Währenddessen tischen die staatlich kontrollierten Medien die Lüge
von nur insgesamt zehn Todesfällen auf.
Die Mehrheit der
Opfer stammen aus den arabischen und kurdischen Provinzen, den
ärmsten Bevölkerungsgruppen im Iran, die seit langem diskriminiert
werden, aber nicht überraschend an der vordersten Front des
Aufstands stehen. Diese Unterdrückung der iranischen Kurden wird
international selten angeprangert, wobei die PKK, die in der
kurdischen Diaspora sehr einflussreich ist, ihren Diskurs auf die
Anklage des türkischen Staates und die Notwendigkeit der
Verteidigung von Rojava (syrisches Kurdistan) konzentriert.

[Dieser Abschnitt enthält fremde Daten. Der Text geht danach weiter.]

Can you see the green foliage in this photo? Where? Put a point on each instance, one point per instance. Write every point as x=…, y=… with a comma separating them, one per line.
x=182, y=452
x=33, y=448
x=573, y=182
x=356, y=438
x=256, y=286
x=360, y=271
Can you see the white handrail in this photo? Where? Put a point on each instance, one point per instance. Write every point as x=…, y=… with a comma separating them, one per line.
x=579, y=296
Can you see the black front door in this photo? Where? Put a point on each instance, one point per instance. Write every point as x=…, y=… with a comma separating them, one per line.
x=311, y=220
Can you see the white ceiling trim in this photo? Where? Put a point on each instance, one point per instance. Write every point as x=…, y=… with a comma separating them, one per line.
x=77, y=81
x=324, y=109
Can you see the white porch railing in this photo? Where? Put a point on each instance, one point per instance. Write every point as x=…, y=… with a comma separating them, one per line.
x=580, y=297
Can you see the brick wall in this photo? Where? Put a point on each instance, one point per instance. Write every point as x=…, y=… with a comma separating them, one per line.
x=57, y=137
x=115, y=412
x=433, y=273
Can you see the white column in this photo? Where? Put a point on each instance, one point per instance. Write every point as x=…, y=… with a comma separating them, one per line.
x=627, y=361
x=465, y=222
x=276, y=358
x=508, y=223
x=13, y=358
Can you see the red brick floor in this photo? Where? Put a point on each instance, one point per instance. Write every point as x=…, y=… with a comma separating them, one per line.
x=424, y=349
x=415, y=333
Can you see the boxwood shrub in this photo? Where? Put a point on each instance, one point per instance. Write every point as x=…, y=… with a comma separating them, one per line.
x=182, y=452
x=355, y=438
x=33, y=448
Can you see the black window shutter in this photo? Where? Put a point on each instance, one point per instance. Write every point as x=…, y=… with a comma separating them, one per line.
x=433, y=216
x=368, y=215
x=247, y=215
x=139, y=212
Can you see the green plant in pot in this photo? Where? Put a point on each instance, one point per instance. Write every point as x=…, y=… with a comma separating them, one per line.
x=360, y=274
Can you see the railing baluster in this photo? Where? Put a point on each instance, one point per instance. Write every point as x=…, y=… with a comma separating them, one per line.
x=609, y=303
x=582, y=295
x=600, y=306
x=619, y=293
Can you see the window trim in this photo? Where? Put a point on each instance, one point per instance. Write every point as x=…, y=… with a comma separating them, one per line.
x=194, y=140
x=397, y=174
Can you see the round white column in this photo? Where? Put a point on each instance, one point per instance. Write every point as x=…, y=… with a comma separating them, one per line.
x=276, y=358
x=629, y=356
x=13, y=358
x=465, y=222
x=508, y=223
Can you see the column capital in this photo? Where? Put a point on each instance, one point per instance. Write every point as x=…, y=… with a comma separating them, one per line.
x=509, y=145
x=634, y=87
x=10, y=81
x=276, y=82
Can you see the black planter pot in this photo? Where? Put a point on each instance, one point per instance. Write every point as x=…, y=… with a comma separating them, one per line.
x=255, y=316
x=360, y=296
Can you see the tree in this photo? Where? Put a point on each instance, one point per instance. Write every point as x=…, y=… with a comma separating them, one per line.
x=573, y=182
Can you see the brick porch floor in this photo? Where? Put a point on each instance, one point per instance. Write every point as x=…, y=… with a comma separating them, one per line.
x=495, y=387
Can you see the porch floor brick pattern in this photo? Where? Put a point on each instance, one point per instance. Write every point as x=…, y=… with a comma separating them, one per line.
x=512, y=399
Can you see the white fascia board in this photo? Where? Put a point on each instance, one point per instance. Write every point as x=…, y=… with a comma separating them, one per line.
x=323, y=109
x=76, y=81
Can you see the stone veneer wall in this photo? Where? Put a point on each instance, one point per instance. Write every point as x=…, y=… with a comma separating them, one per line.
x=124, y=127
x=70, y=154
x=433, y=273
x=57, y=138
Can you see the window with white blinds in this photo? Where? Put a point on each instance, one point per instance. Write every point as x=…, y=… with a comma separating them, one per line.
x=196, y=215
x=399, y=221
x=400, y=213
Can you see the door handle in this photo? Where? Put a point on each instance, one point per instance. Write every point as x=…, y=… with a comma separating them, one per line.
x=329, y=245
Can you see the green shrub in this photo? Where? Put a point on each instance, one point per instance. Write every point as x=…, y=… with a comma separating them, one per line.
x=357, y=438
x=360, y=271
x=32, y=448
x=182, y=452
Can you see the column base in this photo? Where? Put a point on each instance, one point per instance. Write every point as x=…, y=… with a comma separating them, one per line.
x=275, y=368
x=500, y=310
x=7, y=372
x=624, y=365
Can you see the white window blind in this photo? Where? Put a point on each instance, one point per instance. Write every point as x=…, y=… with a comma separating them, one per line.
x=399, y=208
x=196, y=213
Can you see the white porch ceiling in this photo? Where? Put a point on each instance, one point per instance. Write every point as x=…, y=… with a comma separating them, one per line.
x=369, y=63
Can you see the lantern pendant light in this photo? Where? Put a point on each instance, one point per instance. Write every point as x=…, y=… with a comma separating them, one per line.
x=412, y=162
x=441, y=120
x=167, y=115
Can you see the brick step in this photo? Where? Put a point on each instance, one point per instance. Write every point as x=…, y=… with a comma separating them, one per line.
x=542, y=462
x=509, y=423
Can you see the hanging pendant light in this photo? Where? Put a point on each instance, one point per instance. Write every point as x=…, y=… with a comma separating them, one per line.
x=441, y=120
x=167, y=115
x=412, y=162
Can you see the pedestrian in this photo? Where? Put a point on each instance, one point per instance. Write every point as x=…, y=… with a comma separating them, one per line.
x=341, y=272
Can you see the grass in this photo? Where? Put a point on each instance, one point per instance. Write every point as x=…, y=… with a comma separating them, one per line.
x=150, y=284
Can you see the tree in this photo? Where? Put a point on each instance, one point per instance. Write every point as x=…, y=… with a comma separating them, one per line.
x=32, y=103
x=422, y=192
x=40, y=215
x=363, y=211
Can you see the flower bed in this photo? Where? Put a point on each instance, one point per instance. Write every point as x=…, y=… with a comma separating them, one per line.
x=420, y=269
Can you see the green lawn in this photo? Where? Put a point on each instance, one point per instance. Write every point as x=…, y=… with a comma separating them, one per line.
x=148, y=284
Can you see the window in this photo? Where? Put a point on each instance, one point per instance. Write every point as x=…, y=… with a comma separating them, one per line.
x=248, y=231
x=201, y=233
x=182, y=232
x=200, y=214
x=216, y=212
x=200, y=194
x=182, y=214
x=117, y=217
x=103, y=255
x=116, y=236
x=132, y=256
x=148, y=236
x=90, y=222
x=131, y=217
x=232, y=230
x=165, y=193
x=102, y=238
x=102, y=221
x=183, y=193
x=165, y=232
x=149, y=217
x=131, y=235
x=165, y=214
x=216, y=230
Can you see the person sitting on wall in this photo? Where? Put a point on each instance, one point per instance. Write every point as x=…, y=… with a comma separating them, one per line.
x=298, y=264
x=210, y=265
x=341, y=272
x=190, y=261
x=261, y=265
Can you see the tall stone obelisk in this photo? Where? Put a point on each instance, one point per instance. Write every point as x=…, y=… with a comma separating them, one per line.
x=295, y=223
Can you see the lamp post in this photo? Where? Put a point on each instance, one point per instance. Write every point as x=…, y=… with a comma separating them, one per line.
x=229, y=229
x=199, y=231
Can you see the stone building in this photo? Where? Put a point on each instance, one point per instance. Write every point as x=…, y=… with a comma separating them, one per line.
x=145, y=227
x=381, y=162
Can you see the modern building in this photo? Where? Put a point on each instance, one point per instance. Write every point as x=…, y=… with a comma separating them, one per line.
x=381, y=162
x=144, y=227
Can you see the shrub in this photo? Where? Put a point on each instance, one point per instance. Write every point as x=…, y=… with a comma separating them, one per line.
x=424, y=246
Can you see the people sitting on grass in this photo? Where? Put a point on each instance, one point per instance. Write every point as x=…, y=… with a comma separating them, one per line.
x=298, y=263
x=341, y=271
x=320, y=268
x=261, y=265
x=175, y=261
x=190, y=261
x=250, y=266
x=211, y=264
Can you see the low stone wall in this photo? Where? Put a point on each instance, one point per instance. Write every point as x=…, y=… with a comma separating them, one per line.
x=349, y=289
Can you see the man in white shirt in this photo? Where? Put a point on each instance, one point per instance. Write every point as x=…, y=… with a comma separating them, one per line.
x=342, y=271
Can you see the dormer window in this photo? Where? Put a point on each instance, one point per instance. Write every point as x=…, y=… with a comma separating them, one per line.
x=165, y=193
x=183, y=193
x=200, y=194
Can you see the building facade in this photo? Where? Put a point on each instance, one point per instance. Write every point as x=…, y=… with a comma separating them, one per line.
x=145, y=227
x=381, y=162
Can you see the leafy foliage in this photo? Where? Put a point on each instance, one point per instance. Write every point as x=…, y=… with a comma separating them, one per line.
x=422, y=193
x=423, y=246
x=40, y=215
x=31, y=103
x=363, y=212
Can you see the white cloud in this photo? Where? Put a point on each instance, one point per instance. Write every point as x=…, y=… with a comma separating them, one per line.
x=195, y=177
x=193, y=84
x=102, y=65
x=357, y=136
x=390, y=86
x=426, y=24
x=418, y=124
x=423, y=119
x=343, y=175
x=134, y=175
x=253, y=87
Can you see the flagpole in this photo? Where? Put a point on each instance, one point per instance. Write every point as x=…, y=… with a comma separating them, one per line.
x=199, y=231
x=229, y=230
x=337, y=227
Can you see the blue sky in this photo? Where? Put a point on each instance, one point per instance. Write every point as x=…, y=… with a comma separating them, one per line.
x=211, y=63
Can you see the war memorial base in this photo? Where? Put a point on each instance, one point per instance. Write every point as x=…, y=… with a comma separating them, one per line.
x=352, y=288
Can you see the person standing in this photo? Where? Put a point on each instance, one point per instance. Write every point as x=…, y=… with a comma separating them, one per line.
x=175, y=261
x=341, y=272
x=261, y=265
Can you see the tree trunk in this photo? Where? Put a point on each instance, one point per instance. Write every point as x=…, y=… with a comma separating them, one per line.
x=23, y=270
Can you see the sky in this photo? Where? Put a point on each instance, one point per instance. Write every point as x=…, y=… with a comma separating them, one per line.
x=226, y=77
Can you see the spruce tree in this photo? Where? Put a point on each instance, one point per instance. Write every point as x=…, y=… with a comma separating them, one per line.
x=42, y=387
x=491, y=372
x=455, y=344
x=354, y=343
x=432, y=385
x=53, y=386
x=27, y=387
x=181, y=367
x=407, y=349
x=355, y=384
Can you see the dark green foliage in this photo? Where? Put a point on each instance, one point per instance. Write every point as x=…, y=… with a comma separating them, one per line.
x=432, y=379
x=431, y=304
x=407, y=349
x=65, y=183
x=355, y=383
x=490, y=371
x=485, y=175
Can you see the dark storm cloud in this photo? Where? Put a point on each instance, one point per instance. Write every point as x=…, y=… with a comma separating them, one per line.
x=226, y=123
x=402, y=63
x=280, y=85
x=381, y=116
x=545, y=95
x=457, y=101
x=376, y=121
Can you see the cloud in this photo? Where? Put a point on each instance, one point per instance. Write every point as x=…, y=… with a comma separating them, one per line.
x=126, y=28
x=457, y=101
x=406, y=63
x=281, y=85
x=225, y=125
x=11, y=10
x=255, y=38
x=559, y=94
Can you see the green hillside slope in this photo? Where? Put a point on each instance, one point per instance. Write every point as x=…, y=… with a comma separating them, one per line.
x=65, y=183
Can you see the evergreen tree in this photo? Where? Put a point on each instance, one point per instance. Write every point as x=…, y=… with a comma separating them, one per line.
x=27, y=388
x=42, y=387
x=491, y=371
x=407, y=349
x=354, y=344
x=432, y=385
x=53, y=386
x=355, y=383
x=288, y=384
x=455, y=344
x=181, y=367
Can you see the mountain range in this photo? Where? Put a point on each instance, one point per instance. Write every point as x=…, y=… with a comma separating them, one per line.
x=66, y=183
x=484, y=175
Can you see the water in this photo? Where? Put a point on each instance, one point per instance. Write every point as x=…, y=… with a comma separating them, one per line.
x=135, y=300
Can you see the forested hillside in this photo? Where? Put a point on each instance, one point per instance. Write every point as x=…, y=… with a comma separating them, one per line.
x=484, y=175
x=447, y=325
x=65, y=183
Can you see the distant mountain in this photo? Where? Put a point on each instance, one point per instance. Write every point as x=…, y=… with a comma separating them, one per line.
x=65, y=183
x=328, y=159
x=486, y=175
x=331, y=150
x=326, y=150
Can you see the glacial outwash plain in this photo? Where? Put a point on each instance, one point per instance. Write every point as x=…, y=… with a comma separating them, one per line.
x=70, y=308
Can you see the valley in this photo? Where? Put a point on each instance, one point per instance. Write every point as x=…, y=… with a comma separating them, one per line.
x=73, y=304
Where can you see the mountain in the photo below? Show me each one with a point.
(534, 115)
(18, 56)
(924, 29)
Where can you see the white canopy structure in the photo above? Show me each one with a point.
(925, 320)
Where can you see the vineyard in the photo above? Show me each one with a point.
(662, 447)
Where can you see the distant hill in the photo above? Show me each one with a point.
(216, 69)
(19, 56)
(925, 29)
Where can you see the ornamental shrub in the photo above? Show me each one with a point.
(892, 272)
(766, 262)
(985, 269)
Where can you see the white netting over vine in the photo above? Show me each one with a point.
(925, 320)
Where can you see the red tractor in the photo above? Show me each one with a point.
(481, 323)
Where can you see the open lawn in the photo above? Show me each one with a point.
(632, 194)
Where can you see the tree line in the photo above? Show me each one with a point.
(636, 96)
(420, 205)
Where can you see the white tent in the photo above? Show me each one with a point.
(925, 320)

Aufgrund
der verschiedenen Verhandlungen zwischen der PKK und dem syrischen
Regime über die Zukunft von Rojava verurteilt die PKK nicht das
Vorgehen des iranischen Verbündeten von Bashar Al-Assad, und der
PJAK, der iranische Zweig der PKK, hat seit 2012 alle offiziellen
Aktivitäten eingestellt. Da andere kurdische Organisationen keine
gleichwertigen diplomatischen Netzwerke haben, ist die Repression
gegen die Kurden im Iran sehr schlecht dokumentiert.
Der Aufstand
des iranischen Volkes, obwohl vom Regime unterdrückt, fand
Unterstützung in den von der iranischen Einmischung betroffenen
Nachbarländern, insbesondere im Libanon und im Irak, wo auf den
Demonstrationen Transparente und Slogans den Aufstand im Iran
unterstützten. Nicht zuletzt deshalb verschärfte sich der Ton des
Polizeisprechers Ahmad Nourian, als er sagte, dass die Armee
(!!) „nicht zögern würde, sich mit denen zu befassen, die
Frieden und Sicherheit stören“.
Auf der anderen
Seite gab es international wenig Medienberichterstattung über das
Ereignis oder lediglich eine formelle Verurteilung der Repressionen.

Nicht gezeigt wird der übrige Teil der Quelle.